Texas: A federal lawsuit filed this week challenges this state’s mandatory Ten Commandments displays. On June 21, Governor Greg Abbott signed a different law mandating daily school times giving students and staff “an opportunity to participate in a period of prayer and reading of the Bible or other religious text.” Those participating must waiver that involvement is voluntary and they won’t file lawsuits. Prayers over a public address system are banned.
Oklahoma: This week, a citizen group filed in state supreme court against the new social-studies curriculum proposed by Superintendent of Public Instruction Ryan Walters and approved by the state board of education in February. It includes Jesus’s teachings and the role of biblical Christianity in American history and culture. A separate lawsuit is challenging Walters’ order that each classroom have a Bible to be used for instruction, plus a Ten Commandments display.
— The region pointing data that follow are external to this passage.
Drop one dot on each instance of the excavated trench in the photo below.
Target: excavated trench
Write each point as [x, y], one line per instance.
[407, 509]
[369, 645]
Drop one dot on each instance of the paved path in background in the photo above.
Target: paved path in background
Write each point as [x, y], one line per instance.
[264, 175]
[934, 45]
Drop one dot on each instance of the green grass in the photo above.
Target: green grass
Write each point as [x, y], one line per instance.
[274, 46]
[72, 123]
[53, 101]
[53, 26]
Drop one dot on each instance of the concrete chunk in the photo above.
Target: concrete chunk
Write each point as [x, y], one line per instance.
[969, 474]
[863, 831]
Supreme Court restrictions
The Supreme Court has restricted public schoolroom piety in this series of decisions:
McCollum v. Board of Education (1948) outlawed an Illinois program for various religious groups to provide voluntary classes in school buildings. However, Zorach v. Clausen (1952) added that “released time” classes are permissible if offered off campus. (In practice, this rarely occurs.)
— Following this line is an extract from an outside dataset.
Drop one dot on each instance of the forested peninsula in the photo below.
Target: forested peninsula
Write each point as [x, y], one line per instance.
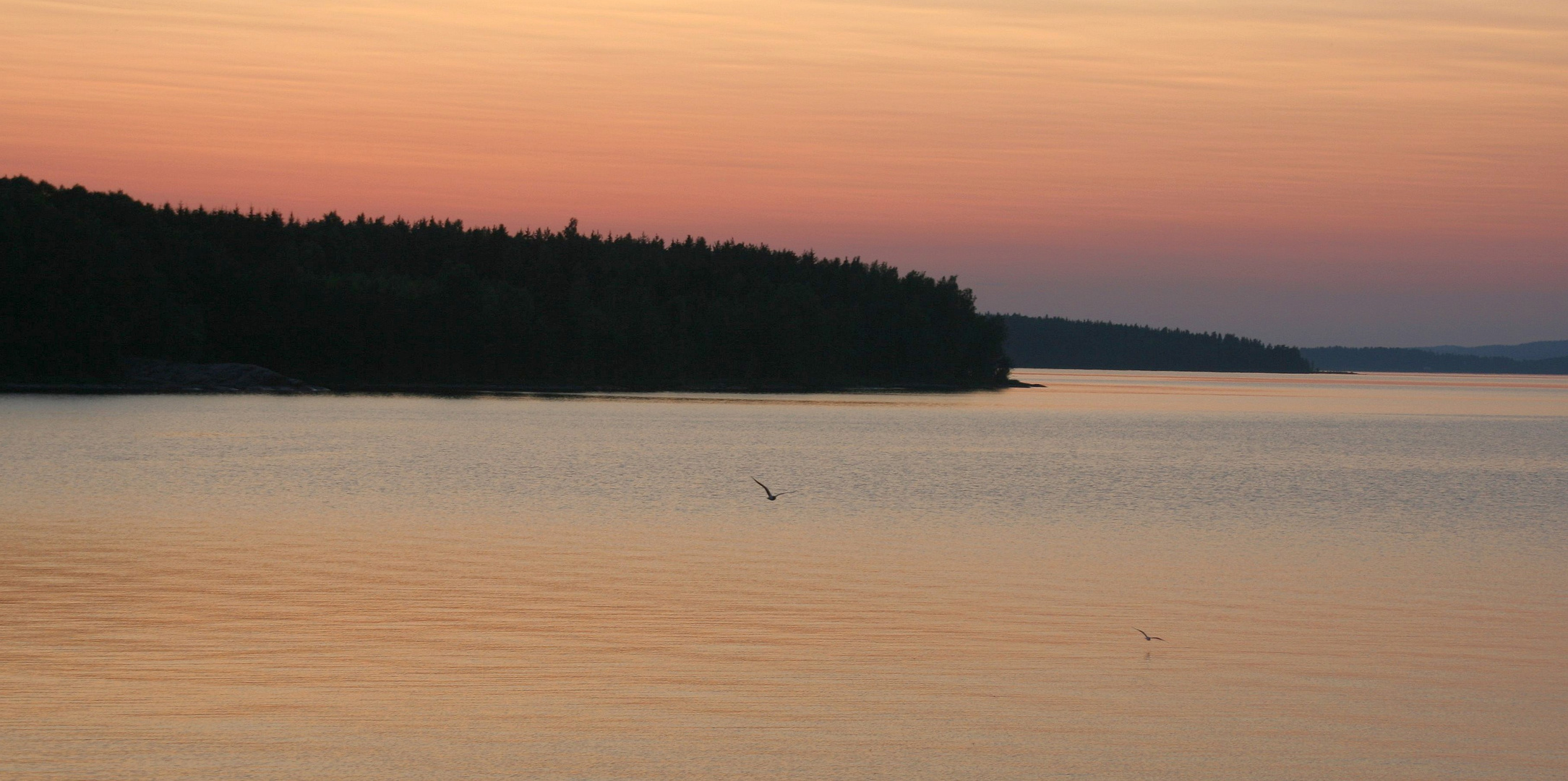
[1054, 342]
[96, 283]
Engel v. Vitale (1962) opposed teachers leading a brief, generic prayer to God formulated and authorized by government, i.e. the New York State Regents.
Abington v. Schempp (1963) dramatically outlawed Pennsylvania’s teacher-led Bible readings and recitations of the (specifically Christian) Lord’s Prayer. Notably, this ruling specified that “the Bible is worthy of study,” and likewise religion in general, “when presented objectively as part of a secular program of education.” (Such courses are surprisingly infrequent, though there’s this high school Bible textbook, prepared with multi-faith input: www.bibleliteracy.org/).
Wallace v. Jaffree (1985) overturned Alabama’s compromise of schoolroom minutes “for meditation or silent prayer” without requiring any particular belief. In this complex 6-3 ruling, justices filed three separate opinions against Alabama, and three favoring the moment of silence that included Chief Justice Warren Burger and his successor as chief, William Rehnquist.
Lee v. Weisman (1992) rejected by 5-4 clergy graduation prayers, as at a Rhode Island junior high school.
Santa Fe v. Doe (2000) outlawed by 6-3 student prayers via loudspeaker before football games, as at a Texas high school.
On the other hand, Westside Community Board v. Mergens (1990) ensures students’ freedom to organize voluntary prayer, worship, and religious discussions on campus on the same basis as other non-curricular clubs.